The reality is that while it may be better for the family, and especially the children, to remain in the family home for some time after the divorce, the liability of remaining on joint title and on the mortgage poses significant risks to the divorced couple.
While it is impossible to predict all the scenarios that can come up, here is a sampling of some of the more common issues we see as CDREs:
Joint Title
Liens or Judgments: Titled owners are at risk of creditors encumbering real property. Consider that one of the former spouse’s debts could force a sale or substantially decrease the equity.
Bankruptcy: If either party files for bankruptcy and includes the real property, it could interfere with the salability or the ability to refinance.
Liability: While on title, your client may be sued for injuries and damages associated with the property.
Encumbering the Property: Either legal owner could use the property as collateral — this can be for anything from gambling debts to SBA loans.
Leases: Should the property be leased, tenant rights could apply. If the property is to be sold on a certain date but it’s been leased (or roommates have moved in), the sale could be in jeopardy.
Incapacitation: If a titled homeowner becomes incapacitated, disposing of the asset becomes more complex and the process longer.

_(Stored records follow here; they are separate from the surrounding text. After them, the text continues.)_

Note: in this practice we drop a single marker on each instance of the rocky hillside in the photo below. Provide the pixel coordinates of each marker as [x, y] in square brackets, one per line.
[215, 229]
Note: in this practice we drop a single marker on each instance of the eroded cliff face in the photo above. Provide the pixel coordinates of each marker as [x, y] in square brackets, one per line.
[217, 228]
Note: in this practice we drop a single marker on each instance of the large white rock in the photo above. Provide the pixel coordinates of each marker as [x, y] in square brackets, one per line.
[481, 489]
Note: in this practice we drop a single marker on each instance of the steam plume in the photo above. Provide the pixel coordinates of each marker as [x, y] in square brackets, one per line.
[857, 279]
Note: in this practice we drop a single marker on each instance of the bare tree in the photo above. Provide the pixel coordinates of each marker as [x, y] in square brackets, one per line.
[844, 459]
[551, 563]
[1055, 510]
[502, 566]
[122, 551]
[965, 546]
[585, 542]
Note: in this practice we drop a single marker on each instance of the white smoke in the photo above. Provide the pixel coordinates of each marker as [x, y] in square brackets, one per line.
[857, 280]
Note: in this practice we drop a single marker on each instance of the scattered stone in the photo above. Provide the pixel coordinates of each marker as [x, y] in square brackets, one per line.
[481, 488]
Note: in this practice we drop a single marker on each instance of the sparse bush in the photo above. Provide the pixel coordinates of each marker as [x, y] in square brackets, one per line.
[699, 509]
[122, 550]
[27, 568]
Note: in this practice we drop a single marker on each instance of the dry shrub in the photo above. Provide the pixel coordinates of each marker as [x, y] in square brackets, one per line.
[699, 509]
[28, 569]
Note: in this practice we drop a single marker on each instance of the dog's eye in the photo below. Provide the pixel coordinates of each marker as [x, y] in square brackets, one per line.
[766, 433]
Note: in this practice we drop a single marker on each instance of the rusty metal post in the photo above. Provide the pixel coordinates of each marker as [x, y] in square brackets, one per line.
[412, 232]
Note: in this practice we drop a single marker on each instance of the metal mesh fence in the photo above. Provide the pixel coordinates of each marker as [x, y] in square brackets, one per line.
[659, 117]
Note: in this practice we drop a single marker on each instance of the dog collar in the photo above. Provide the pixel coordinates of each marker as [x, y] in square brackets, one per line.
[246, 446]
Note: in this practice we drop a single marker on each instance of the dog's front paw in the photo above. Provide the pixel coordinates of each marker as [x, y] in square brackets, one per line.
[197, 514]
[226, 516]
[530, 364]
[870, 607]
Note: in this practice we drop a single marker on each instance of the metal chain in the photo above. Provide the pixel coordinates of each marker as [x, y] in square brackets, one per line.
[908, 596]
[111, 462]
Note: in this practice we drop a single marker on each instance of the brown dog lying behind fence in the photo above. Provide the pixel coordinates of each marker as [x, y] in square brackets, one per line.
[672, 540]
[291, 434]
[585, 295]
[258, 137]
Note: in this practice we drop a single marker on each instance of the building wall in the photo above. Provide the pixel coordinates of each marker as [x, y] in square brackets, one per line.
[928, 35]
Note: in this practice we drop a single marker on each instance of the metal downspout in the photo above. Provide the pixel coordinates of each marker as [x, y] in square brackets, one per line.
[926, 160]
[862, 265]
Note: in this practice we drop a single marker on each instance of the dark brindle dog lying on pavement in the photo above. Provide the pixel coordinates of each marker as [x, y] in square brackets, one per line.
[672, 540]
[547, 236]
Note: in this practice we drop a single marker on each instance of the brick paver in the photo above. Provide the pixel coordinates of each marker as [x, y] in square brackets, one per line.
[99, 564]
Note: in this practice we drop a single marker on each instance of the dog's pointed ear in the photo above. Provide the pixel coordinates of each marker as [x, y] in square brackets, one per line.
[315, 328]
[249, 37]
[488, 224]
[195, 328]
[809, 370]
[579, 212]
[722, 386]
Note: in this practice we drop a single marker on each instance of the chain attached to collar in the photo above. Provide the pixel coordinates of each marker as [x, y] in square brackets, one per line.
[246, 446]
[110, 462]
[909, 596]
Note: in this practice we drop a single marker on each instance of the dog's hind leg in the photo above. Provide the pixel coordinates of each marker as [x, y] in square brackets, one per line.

Death: If the parties hold the property as co-tenants following their divorce, a decedent's share will pass to the heirs, thereby establishing ownership between them and the surviving party. Or the decedent's share may need to be probated, leading to further expenses and delays. In the event of remarriage by either spouse, the surviving party could become a co-tenant with their ex’s new spouse!
Joint Mortgage
Perhaps the most common risk of deferring the sale is remaining on a joint mortgage.
Credit: Any default, such as mortgage late by 30+ days, a loan modification, or foreclosure activity, will cause the credit of all parties on the mortgage to be adversely affected. It is a tough day for an out-spouse who is in the midst of buying a house to learn that their loan has been denied because their ex missed a house payment.
Deficiency judgments: Should the property foreclose, depending on the loan structure and statutes
governing deficiency recovery, this could haunt an uninformed ex-spouse.
When your clients wish to defer the sale of the home, consider disclosing and protecting them against the risks of doing so. They should not turn a blind eye to the mortgage if they are still on it and payments are in the hands of the other party. Urge them to stay in touch with the mortgage company on a regular basis to ensure payments are made on time, and to also check their credit report regularly .
Lastly, when we are called in to list a property post-judgment, we sometimes see vague terms that either are not specific or omit when a buyout or a sale should take place, how the listing agent is chosen, who is responsible for the property should it become vacant (including mortgage payments, upkeep, and utilities), and how proceeds are divided. This can leave the door open to costly issues and delays.